Being free of the EU means having an independent vote, the right of free association, the ability to build coalitions, selective opt outs and in some circumstances a veto. And if we wanted this post to go on all night we could dig out plenty of examples where Norway and others have used such powers to their advantage. I would argue that leaving the EU is enhanced influence in that our preferences cannot be overruled as EU members are.

But Ganesh is right when he says "There is nothing to envy in the Swiss or Norwegian models of co-existing with the EU." The Norway option would be a singularly dismal destination for the UK. But we are not proposing it as a destination. The EEA is just the mechanism by which we leave which causes the least disruption. As it happens nobody is especially fond of the EEA agreement. Dig in and you will find plenty of Norwegian gripes about it - but on balance Norway still does not want to join the EU. And there's good reasons for that.

But Ganesh shows us is his two dimensional thinking. It's not a case of wrapping up Article 50 negotiations and moving on to the next political fad. Brexit opens up a whole new realm of possibilities for multilateral initiatives not even considered by the hacks at the FT. Moreover, with the UK joining Efta, it becomes part of the world's fourth largest bloc. Large enough to lean on the EU and would have enough clout to force reforms to the EEA agreement later down the line.

It is by no means an ideal form of exit but as a starting point for a new journey it's actually more than adequate. Not too radical in practical terms but seismic in terms of what it holds for the future - as discussed on this very blog.

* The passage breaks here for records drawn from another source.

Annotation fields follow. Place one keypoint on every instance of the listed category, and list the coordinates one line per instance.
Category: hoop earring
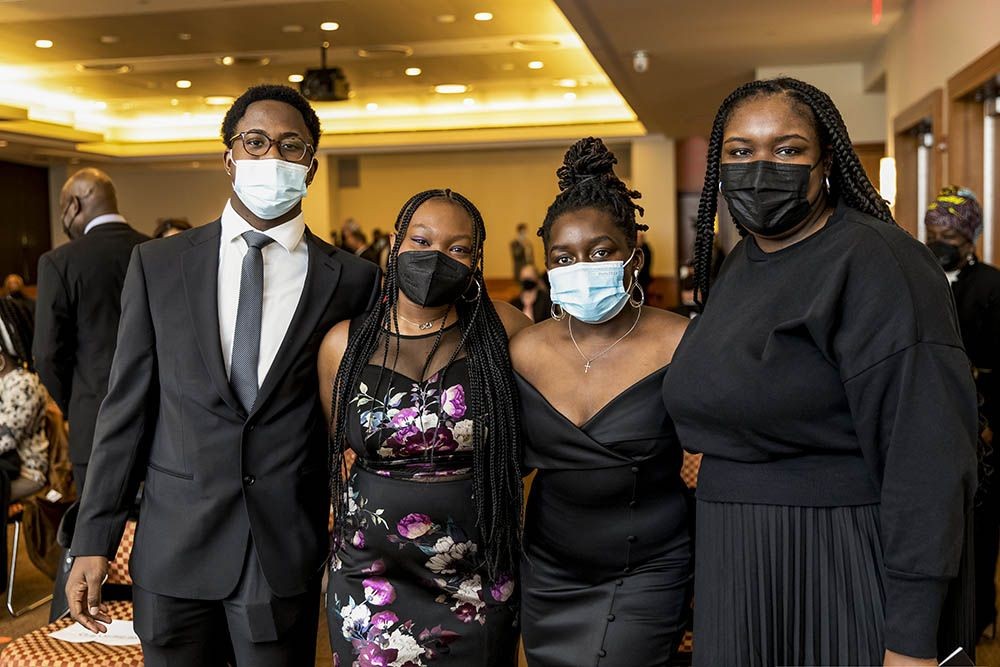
(479, 292)
(634, 302)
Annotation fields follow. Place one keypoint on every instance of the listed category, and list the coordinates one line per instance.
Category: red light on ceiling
(876, 12)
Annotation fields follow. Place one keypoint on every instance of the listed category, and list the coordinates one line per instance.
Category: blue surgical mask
(592, 292)
(270, 188)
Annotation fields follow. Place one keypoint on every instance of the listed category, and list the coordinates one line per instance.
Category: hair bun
(586, 159)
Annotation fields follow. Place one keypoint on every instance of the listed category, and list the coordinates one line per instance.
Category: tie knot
(256, 239)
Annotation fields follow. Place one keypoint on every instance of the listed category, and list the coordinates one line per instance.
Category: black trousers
(250, 628)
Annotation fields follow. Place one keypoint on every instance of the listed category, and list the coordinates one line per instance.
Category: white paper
(120, 633)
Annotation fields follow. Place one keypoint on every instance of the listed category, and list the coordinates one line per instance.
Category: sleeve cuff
(912, 612)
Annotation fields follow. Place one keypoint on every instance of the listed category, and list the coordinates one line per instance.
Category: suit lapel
(200, 268)
(322, 275)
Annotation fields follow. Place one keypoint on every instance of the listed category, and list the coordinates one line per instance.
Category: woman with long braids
(606, 568)
(426, 532)
(826, 384)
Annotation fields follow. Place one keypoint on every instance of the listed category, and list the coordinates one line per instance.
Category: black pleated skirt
(779, 585)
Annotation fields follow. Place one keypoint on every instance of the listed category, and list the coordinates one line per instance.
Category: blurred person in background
(521, 252)
(534, 299)
(170, 226)
(14, 288)
(954, 223)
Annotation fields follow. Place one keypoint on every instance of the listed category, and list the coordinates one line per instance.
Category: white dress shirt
(286, 262)
(103, 220)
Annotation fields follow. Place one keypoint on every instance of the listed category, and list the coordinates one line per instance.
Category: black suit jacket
(76, 323)
(214, 473)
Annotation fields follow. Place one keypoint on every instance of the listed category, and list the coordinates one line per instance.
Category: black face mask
(767, 198)
(431, 278)
(949, 256)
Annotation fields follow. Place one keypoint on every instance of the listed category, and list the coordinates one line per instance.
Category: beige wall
(863, 112)
(933, 40)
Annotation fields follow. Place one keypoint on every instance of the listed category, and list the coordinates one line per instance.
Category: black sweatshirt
(831, 373)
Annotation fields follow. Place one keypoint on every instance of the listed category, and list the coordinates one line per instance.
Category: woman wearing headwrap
(954, 222)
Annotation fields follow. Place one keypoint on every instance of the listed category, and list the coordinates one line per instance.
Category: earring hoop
(633, 301)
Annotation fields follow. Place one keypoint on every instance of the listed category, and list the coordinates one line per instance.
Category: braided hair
(848, 181)
(492, 396)
(19, 330)
(587, 180)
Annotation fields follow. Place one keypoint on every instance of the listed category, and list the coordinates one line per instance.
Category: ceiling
(700, 50)
(108, 84)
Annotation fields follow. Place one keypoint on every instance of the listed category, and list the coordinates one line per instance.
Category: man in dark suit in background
(78, 306)
(214, 400)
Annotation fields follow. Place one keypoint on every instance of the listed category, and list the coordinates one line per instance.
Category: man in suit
(214, 400)
(78, 306)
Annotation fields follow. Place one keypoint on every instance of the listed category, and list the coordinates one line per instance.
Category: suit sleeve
(915, 416)
(54, 346)
(125, 424)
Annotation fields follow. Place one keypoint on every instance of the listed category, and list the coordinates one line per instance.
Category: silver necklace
(586, 367)
(423, 326)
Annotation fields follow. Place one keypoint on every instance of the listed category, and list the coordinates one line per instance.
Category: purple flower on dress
(379, 591)
(378, 567)
(453, 401)
(502, 588)
(384, 620)
(374, 655)
(414, 525)
(466, 612)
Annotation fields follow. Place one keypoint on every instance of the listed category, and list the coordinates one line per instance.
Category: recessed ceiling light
(451, 88)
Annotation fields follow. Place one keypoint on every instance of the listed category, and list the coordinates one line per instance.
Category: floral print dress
(410, 588)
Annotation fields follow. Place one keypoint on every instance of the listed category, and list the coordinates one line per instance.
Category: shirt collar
(288, 234)
(102, 220)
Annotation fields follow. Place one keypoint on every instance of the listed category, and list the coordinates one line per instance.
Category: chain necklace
(423, 326)
(586, 367)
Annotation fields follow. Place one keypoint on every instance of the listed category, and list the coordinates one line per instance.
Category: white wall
(863, 112)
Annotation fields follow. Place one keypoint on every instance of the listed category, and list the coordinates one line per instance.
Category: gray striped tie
(246, 340)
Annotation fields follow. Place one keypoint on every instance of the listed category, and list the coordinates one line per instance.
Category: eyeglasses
(258, 144)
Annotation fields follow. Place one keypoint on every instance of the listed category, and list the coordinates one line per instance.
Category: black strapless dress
(410, 587)
(607, 557)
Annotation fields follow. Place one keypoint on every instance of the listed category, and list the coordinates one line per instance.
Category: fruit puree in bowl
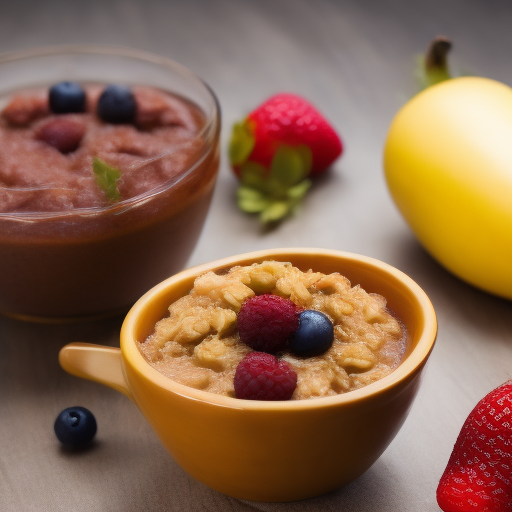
(94, 209)
(227, 317)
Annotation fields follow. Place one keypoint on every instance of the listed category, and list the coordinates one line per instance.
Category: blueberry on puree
(116, 105)
(67, 98)
(314, 335)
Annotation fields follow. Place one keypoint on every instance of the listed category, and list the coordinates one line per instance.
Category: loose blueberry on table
(269, 324)
(75, 427)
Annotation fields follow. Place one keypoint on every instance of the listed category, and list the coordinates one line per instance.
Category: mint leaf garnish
(106, 178)
(241, 143)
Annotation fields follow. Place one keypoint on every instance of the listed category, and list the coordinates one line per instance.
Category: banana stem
(437, 53)
(434, 64)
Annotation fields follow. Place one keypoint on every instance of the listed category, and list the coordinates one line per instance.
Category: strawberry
(275, 149)
(477, 477)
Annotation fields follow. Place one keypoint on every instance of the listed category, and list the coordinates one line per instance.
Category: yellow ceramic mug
(269, 451)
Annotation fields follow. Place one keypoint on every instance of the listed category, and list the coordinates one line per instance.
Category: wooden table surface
(354, 60)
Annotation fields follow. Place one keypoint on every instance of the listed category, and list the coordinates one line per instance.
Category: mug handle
(97, 363)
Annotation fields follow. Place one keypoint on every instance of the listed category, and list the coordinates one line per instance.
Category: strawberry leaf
(253, 175)
(251, 200)
(290, 165)
(107, 177)
(275, 211)
(241, 143)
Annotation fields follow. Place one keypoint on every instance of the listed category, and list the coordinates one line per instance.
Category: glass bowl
(92, 262)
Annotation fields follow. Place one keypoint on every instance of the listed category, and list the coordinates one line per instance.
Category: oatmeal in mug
(318, 331)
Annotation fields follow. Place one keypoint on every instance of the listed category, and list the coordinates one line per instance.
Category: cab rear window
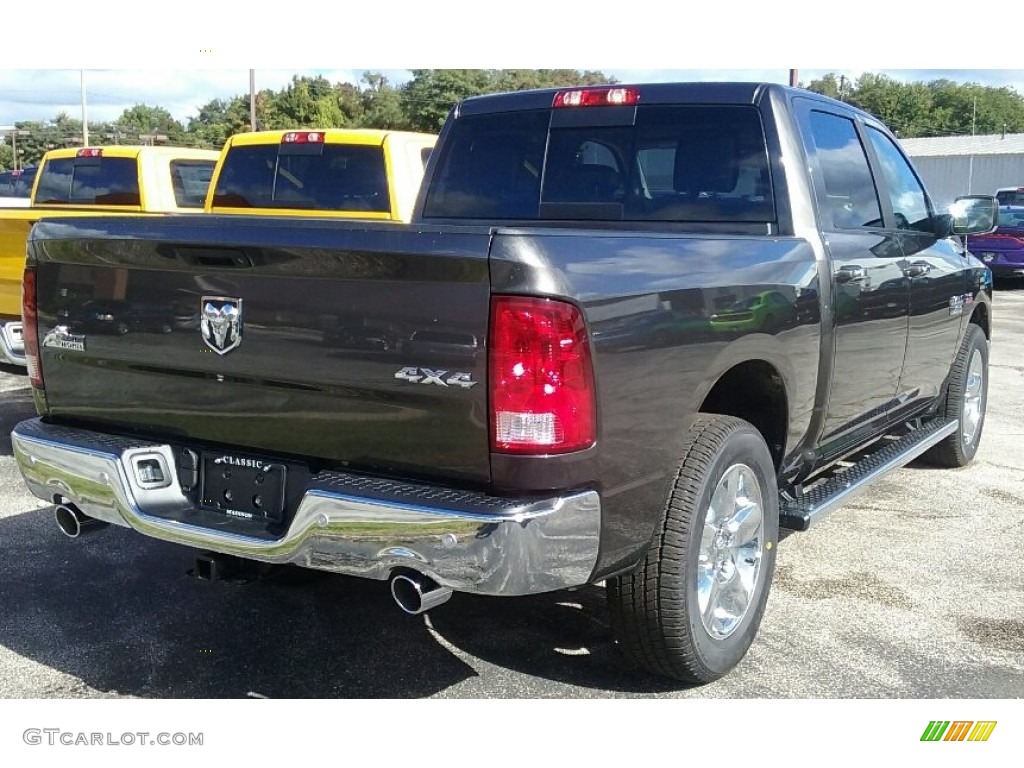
(688, 163)
(110, 181)
(329, 177)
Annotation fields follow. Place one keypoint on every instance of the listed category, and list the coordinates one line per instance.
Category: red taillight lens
(542, 377)
(597, 97)
(302, 137)
(30, 328)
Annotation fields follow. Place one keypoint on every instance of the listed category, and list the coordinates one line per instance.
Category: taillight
(611, 96)
(542, 377)
(302, 137)
(30, 328)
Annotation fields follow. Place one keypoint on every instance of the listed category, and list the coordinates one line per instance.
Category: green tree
(6, 156)
(429, 96)
(382, 105)
(143, 120)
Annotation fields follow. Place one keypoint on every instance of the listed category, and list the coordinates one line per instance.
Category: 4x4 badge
(221, 323)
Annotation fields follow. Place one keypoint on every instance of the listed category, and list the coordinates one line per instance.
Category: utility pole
(85, 115)
(252, 99)
(974, 122)
(14, 133)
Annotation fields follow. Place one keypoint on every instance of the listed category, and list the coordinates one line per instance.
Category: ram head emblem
(221, 323)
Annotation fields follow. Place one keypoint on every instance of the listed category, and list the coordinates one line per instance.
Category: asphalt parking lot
(913, 591)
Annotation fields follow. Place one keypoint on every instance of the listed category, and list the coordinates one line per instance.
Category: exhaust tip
(417, 595)
(73, 521)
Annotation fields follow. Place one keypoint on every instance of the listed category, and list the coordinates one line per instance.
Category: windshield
(1010, 197)
(1012, 218)
(190, 179)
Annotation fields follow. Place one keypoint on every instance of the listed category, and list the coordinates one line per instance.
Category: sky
(182, 58)
(42, 93)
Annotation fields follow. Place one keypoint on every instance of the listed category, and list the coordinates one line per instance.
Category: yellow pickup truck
(339, 173)
(90, 181)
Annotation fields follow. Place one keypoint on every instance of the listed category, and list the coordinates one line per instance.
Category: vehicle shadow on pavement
(562, 637)
(117, 611)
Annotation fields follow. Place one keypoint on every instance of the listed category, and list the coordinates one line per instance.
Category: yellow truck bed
(72, 182)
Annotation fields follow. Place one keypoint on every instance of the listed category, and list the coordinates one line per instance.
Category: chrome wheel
(731, 549)
(974, 406)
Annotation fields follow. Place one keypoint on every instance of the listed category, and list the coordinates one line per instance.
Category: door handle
(851, 273)
(918, 268)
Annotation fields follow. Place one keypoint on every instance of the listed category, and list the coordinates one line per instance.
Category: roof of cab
(127, 151)
(331, 136)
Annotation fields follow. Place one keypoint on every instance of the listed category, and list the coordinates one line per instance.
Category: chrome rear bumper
(12, 344)
(468, 542)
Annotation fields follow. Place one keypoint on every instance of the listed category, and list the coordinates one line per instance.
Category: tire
(966, 398)
(664, 624)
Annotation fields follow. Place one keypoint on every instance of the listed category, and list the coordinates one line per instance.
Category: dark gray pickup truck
(631, 333)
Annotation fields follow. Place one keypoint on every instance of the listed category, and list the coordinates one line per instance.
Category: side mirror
(974, 214)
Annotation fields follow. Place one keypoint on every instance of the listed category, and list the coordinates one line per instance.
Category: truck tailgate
(361, 344)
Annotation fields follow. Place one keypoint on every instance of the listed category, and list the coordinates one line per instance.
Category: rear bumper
(468, 542)
(1007, 270)
(11, 343)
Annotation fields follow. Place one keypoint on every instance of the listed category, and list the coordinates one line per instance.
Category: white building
(951, 166)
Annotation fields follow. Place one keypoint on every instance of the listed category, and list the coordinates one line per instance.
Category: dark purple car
(1003, 250)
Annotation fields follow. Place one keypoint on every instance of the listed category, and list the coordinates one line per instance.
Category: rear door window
(849, 200)
(337, 177)
(112, 181)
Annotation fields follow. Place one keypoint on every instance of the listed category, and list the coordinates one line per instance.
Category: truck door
(869, 289)
(935, 268)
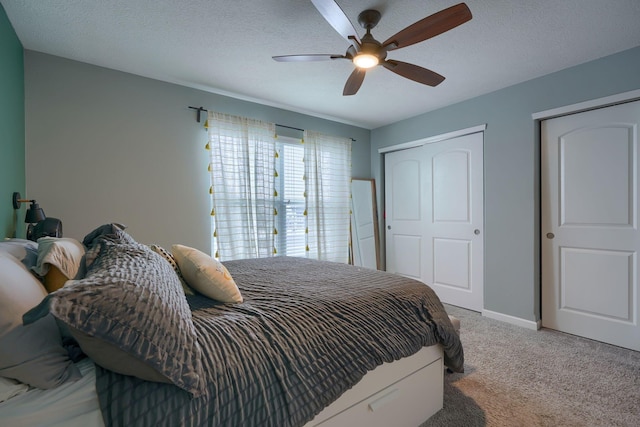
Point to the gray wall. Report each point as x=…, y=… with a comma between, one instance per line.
x=511, y=166
x=107, y=146
x=12, y=163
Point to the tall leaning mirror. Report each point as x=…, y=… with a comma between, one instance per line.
x=365, y=242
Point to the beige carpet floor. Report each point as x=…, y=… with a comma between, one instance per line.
x=520, y=377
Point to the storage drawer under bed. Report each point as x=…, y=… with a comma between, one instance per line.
x=408, y=395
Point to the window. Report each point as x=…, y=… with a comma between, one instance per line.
x=291, y=239
x=277, y=196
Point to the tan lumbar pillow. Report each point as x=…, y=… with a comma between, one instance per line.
x=206, y=274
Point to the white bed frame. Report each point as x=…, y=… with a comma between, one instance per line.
x=406, y=392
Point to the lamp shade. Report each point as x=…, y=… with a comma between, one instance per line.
x=34, y=213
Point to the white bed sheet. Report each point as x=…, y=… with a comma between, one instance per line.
x=74, y=404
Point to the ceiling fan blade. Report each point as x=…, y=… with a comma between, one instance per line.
x=306, y=58
x=414, y=72
x=354, y=82
x=429, y=27
x=334, y=15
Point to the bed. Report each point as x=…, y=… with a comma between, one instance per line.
x=274, y=342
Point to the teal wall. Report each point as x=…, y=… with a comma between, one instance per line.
x=12, y=162
x=511, y=166
x=103, y=145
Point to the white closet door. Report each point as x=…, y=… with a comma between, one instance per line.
x=590, y=237
x=434, y=217
x=454, y=226
x=405, y=181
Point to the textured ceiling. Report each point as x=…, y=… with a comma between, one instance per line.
x=225, y=46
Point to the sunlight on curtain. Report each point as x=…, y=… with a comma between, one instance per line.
x=327, y=163
x=242, y=168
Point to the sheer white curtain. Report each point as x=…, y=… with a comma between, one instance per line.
x=327, y=164
x=242, y=167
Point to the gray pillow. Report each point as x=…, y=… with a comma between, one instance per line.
x=131, y=316
x=31, y=354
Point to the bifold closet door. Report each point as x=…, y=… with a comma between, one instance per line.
x=434, y=217
x=590, y=238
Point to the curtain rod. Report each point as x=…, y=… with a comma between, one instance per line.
x=202, y=109
x=199, y=110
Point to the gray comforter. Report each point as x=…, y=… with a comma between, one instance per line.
x=306, y=332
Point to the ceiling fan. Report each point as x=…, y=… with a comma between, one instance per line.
x=368, y=52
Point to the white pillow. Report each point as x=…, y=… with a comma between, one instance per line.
x=61, y=252
x=205, y=274
x=10, y=388
x=32, y=354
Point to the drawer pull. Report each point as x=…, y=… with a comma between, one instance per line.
x=381, y=401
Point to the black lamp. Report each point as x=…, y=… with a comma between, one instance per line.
x=34, y=213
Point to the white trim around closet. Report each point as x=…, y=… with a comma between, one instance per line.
x=431, y=139
x=619, y=98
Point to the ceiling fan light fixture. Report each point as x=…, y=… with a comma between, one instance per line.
x=365, y=60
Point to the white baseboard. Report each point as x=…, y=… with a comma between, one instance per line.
x=529, y=324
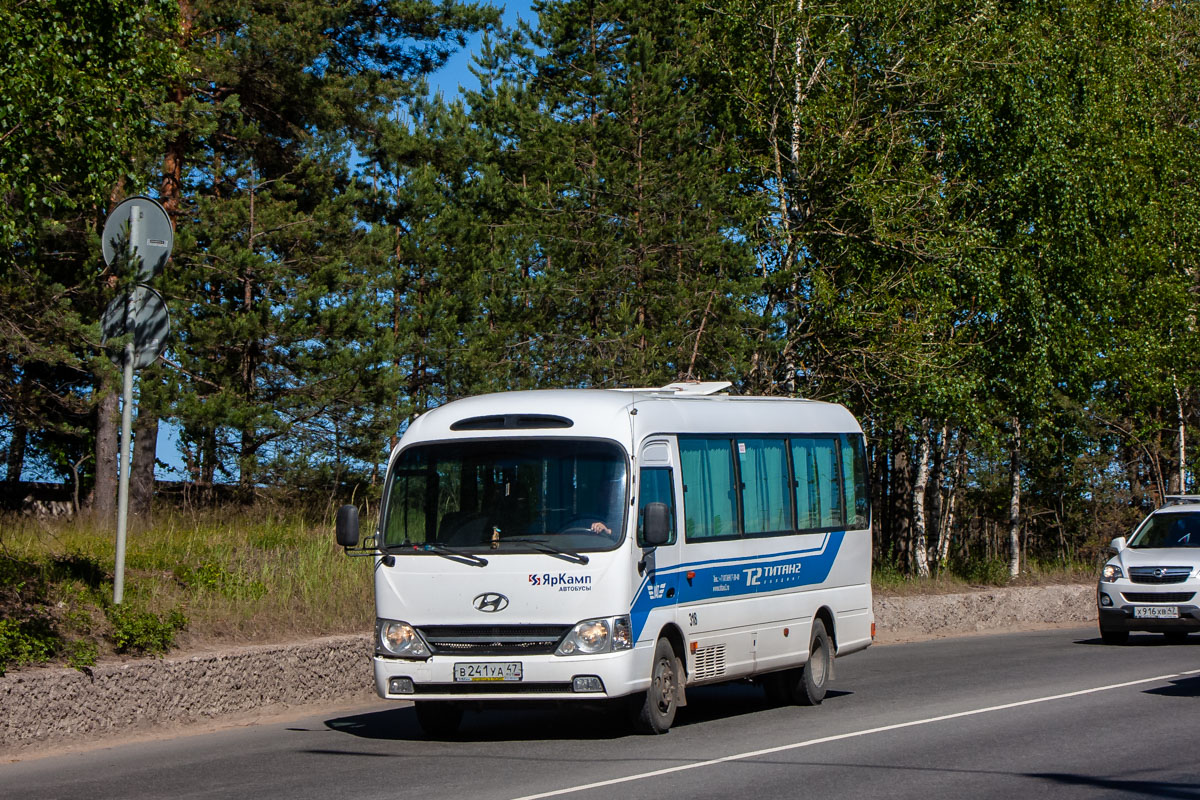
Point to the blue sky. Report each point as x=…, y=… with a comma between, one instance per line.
x=448, y=80
x=455, y=73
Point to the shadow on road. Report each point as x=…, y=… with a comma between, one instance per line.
x=1132, y=786
x=1145, y=641
x=532, y=722
x=1181, y=687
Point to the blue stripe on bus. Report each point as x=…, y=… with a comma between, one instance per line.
x=733, y=578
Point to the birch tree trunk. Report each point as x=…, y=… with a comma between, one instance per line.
x=919, y=545
x=937, y=477
x=1014, y=504
x=1179, y=480
x=103, y=499
x=948, y=521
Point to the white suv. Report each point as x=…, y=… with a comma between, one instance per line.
x=1152, y=582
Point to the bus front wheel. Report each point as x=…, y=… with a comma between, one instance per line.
x=655, y=709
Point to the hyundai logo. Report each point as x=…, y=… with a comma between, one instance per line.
x=490, y=602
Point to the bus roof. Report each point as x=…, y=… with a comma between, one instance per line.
x=624, y=415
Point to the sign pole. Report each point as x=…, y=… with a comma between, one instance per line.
x=123, y=498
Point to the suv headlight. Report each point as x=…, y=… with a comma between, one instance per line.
x=399, y=639
x=593, y=636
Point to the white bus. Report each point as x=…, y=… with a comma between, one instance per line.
x=586, y=545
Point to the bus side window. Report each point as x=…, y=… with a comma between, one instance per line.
x=766, y=504
x=711, y=505
x=853, y=469
x=655, y=487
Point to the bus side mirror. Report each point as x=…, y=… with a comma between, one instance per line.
x=348, y=525
x=657, y=524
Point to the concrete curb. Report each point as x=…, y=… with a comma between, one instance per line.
x=57, y=707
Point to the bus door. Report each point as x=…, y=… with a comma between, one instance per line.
x=657, y=575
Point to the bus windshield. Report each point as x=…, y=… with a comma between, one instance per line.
x=507, y=494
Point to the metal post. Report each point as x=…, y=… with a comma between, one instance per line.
x=123, y=495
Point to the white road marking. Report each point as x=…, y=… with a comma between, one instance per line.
x=809, y=743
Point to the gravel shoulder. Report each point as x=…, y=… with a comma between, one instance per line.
x=55, y=710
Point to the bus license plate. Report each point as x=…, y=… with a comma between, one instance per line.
x=1156, y=612
x=502, y=671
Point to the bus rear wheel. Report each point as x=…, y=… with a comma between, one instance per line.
x=655, y=709
x=805, y=685
x=438, y=720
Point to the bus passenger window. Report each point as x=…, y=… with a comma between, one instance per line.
x=853, y=469
x=766, y=506
x=709, y=505
x=808, y=494
x=829, y=483
x=655, y=487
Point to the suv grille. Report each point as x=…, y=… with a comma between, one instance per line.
x=1168, y=573
x=493, y=639
x=1158, y=596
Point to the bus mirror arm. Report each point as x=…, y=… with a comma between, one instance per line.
x=347, y=527
x=657, y=524
x=647, y=559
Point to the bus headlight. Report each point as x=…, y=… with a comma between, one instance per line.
x=594, y=636
x=399, y=639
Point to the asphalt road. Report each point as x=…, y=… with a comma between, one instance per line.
x=1024, y=715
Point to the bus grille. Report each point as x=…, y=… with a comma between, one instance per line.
x=493, y=639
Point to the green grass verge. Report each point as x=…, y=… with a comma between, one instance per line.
x=247, y=575
x=191, y=579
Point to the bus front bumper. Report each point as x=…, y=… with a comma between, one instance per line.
x=511, y=678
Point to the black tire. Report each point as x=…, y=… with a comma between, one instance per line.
x=1114, y=637
x=654, y=710
x=805, y=685
x=438, y=720
x=814, y=679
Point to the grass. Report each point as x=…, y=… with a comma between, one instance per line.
x=192, y=581
x=259, y=575
x=888, y=579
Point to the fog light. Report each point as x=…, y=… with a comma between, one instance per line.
x=587, y=684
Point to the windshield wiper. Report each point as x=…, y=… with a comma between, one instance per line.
x=549, y=549
x=462, y=557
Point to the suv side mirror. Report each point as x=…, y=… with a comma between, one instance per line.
x=348, y=525
x=657, y=524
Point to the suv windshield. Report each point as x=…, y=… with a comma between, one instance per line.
x=1169, y=530
x=508, y=494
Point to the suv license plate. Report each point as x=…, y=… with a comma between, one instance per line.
x=493, y=671
x=1156, y=612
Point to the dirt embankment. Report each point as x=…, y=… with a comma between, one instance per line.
x=55, y=708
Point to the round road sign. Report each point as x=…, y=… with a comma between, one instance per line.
x=143, y=223
x=147, y=319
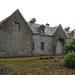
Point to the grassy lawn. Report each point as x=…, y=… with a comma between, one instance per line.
x=34, y=66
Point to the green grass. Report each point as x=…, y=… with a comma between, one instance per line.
x=34, y=66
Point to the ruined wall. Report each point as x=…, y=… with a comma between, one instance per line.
x=13, y=42
x=48, y=45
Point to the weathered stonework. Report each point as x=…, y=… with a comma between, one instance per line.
x=20, y=42
x=13, y=42
x=48, y=41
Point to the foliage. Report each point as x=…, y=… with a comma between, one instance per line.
x=70, y=60
x=69, y=46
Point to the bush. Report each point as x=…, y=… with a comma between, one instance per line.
x=70, y=60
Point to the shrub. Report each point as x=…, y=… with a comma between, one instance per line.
x=70, y=60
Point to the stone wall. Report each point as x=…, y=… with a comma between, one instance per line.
x=13, y=42
x=48, y=45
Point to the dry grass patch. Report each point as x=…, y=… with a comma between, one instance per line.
x=36, y=66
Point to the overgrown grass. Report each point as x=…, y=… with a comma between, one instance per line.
x=34, y=66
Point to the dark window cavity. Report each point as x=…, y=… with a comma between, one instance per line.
x=17, y=26
x=42, y=45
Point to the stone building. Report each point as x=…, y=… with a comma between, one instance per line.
x=21, y=38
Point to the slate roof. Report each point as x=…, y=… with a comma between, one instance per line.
x=48, y=30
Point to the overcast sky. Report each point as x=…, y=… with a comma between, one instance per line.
x=54, y=12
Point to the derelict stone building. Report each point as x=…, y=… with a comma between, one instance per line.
x=21, y=38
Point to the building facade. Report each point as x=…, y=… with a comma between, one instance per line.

Though none of this can occur to the likes of Ganesh. In terms of regulation nothing exists outside the EU. The world is to him as it was in 1992. Globalisation somehow passed him by. Thus it forces him to conclude "We are a nation of 60 million in a union of over 500 million. We matter, but not enough to get exactly the kind of EU we want. Neither is there likely to be a knockout case for leaving any time soon. In these circumstances, prudence must prevail: the best reason to stay in the EU is the absence of a superior alternative. This is uninspiring, but common sense usually is."

And that's really the whole remain case. Because nothing permeates their tightly sealed bubble, and nothing that may disturb the settled narratives, they can't imagine any alternative at all. It's a dreary, soul-deadeningly unambitious resignation to the status quo under the pretence of being able to reform it - despite decades of evidence to the contrary. If that is the only reason to remain then I will vote to leave with glee.